Los Alamos 5. Sept. Labor Day

Heute mit Dorothy & Carl gesprochen. Beiden geht es gut. Sie sind gestern aus LI zurückgekommen & morgen beginnt Carls Nursery School. Sie gehen mir beide sehr ab. Wir werden uns am 17. in Wash. treffen & am 18. nach Hause fahren.

2 Mal mit Johnny telefoniert (auch Dor. schrieb mir, was Klari gesagt hatte, nach dem letzten Test in Boston): man findet überhaupt nichts & auch Dr Warren ist der Überzeugung, daß es nichts mehr gibt. Johnny ist natürlich skeptisch, aber er hat keinen Gegenbeweis. Er muß sich nun daran gewöhnen, mit dieser Unsicherheit zu leben. Er wird sich periodisch untersuchen lassen müssen. Man hat nun mehrere Leute, darunter einen Ärztin Boston gefunden, die genau dasselbe hatten und denen es seit Jahren gut geht. Dort ist man also. Hier in L.A. habe ich nur Ulan von der Operation erzählt. Er ist besorgt & vermutet, daß ich etwas geheim halte. Ich tue genau was Johnny wollte & habe nur von einer orthopädischen Oper. gesprochen.

Noch von Sandra: Es ist fabelhaft interessant und man ist sehr nett zu mir. Shephard tut was er kann. Natürlich viele Leute getroffen, z.B. S.C. Hight (Dir. of Research), McRae (Pres.), McNair (Vice-Pres.).

Natürlich kann ich darüber nichts aufschreiben. Es ist sehr anstrengend so viel zu absorbieren. Nun bin ich aber schon viel besser informiert als je bei Rand. Alles hier ist viel realistischer.
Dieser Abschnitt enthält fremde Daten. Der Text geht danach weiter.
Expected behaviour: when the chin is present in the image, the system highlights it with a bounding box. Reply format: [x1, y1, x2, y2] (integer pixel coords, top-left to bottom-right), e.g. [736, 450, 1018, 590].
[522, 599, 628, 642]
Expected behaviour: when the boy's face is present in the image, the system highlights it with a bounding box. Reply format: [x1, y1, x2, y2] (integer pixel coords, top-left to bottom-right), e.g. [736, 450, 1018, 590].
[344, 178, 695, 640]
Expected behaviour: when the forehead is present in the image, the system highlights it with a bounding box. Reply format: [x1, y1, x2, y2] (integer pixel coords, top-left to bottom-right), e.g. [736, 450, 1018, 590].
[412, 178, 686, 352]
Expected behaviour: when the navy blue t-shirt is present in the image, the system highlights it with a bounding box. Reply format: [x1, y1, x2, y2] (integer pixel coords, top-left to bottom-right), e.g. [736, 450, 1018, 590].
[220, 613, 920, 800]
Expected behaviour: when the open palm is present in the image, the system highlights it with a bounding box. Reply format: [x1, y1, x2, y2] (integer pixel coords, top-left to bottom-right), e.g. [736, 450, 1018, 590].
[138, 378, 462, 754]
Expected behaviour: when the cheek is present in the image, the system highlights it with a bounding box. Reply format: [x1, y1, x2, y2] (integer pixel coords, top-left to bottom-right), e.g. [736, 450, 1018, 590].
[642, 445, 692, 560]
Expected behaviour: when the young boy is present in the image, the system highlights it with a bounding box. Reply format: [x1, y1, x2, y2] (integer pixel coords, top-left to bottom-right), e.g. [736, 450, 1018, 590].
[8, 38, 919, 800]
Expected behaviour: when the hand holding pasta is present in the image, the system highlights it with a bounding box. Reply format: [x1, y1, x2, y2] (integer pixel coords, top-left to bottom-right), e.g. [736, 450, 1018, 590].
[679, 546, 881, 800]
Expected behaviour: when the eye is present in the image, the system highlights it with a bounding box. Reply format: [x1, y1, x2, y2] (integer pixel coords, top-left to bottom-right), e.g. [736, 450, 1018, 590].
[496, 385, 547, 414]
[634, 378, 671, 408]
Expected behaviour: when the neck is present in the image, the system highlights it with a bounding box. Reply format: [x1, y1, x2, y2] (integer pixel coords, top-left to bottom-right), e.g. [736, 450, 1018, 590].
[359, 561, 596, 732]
So. vor 8 Tagen waren Ronald & ich in Acoma. Es war wunderbar. Dort ist auch die "Entclanted Mesa". Ich muß einmal mit Dorothy dorthin. Wir lasen in Wille Cather's Buch darüber. Dinner bei Shephards, bei N. Woollman, bei Hight's hoch in den Sandia Bergen, sehr schön.

Samstag flog ich mit Carco Plane nach Los Alamos. Bei Ulams zum Lunch, noch 2 Brillouin (Columbia). Sie ist eine Malerin. Dorothy & ich sollen sie besuchen (in N.Y.). Sie haben 30 Modigliani & viele andere Bilder. Das wird D. gefallen.

Gestern mit Stan nach S. Fé gefahren, wo wir die B's absetzten. Es war die Fiesta, & wir sahen etwas, aber wir wollten allein sein um über alles reden zu können. Nach dem Lunch gingen Stan & Garrett Birkhoff den ganzen Frigoles Canyon entlang, über 9 Meilen (4h). Es war bezaubernd schön. Die Conversation mit beiden ausgezeichnet. Dann hatten wir alle hier Nachtmahl.

Heute gelesen, geschlafen, geschrieben. Sehr angenehm. Aber leider keine Dorothy; jedoch ihre liebe, schöne Stimme gehört. Morgen in die Laboratorien.

Heute kurz bei Foster Evans, wo noch die Carson Marks kamen (M. ist Chef der Theor. Physics Division).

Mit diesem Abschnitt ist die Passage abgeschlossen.